Wilhelm Reinhold Valentiner (May 2, 1880 – September 6, 1958) was a German art historian, art critic and museum official.

He is especially known through his writings on Flemish and Dutch painting.

Wilhelm Valentiner was born at Karlsruhe (Baden), and studied at Heidelberg under Henry Thode, and in the Netherlands with Cornelis Hofstede de Groot and with Abraham Bredius, whose assistant he was at the Gallery of The Hague.

In 1905 he was called to Berlin by William Bode, under whom he worked at the Kaiser Friedrich Museum and the Kunstgewerbemuseum Berlin.
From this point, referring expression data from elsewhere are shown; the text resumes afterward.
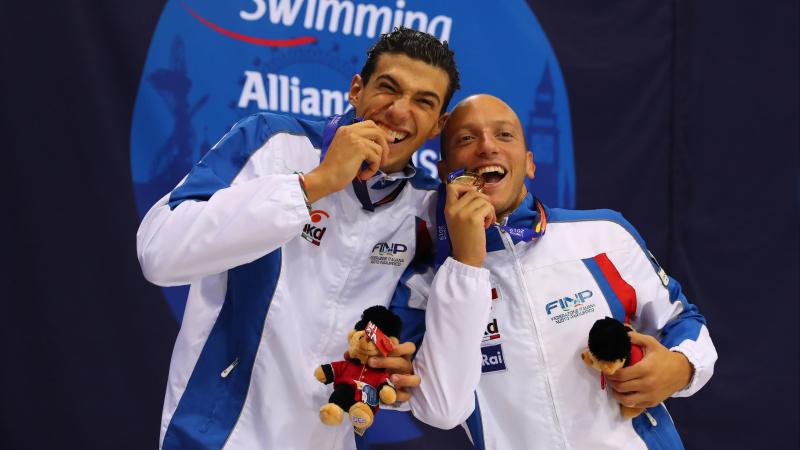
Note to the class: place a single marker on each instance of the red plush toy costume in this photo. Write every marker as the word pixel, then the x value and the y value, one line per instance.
pixel 357 388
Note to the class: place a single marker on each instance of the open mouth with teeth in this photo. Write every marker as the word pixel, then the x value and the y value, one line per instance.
pixel 491 174
pixel 394 136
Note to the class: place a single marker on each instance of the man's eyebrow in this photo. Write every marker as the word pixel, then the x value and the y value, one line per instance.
pixel 504 122
pixel 394 82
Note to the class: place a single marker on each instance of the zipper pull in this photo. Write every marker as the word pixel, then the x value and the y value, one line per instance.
pixel 228 369
pixel 650 418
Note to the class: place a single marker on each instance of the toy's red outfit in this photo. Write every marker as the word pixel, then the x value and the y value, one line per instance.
pixel 345 376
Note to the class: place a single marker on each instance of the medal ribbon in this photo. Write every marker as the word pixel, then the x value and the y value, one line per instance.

In 1906 he published his dissertation on Rembrandt that he started in 1904: Rembrandt auf der Lateinschule.

In 1907 he was appointed the first curator of the department of decorative arts in the Metropolitan Museum in New York City, which under his supervision became one of the foremost in the world.
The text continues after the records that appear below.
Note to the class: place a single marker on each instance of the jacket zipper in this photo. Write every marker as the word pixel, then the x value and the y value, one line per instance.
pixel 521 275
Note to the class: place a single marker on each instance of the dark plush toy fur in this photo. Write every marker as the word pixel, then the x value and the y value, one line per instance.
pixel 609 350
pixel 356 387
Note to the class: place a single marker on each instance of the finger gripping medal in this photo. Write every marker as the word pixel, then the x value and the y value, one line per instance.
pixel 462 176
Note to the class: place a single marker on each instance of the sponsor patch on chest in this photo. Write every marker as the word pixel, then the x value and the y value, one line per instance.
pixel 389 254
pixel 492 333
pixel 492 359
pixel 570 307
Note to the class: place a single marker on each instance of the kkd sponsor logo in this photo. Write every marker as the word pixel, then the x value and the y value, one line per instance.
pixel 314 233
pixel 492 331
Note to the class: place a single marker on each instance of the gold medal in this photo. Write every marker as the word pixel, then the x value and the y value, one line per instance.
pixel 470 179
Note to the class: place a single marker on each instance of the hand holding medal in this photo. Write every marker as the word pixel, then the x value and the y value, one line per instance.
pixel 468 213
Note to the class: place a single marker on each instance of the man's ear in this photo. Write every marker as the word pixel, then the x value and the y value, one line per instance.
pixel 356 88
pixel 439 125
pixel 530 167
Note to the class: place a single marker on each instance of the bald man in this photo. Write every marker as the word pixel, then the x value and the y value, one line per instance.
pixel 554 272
At the start of World War I he returned to Germany to serve in the army. After service at the front in 1916, he was appointed to the general staff in Berlin.
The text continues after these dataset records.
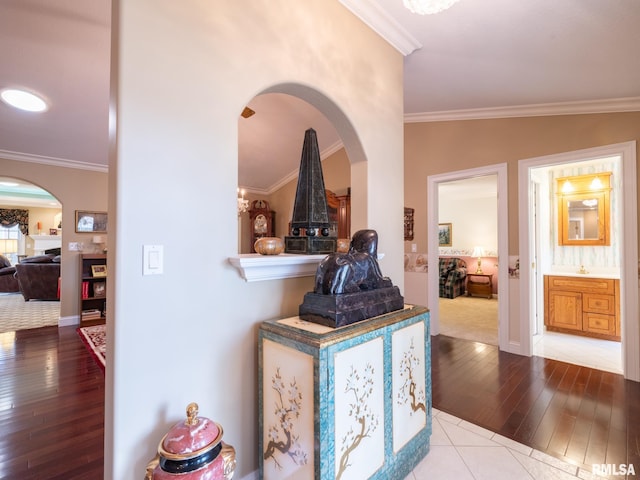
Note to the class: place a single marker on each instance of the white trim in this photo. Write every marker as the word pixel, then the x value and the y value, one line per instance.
pixel 254 267
pixel 72 320
pixel 53 161
pixel 377 18
pixel 629 245
pixel 503 245
pixel 612 105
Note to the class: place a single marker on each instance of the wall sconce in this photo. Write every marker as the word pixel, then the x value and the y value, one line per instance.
pixel 567 187
pixel 243 205
pixel 596 184
pixel 478 252
pixel 99 241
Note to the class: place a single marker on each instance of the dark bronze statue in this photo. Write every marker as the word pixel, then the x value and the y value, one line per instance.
pixel 349 287
pixel 353 271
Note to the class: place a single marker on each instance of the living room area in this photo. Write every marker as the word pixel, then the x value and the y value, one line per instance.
pixel 40 247
pixel 30 253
From 1924-1945 he was appointed first advisor and then Director of the Detroit Museum of Art which later became the Detroit Institute of Arts. Under his leadership the museum developed into one of the leading art institutions in the country. His acquisitions and exhibitions in Detroit were products of his wide-ranging scholarship. He was a friend of Edsel Ford and conducted private seminars on the history of art for Ford's family. He was responsible for the series of murals painted by Diego Rivera, having met Rivera in California, and convinced Ford to under wright the cost of the murals. Titled Detroit Industry they were revolutionary for Detroit at the time and created considerable local controversy. His activities at the Detroit Institute of Arts included building an expert staff of curators, a vision of an encyclopedic collection and the creation of a resource for the local population. the state, and the Midwest.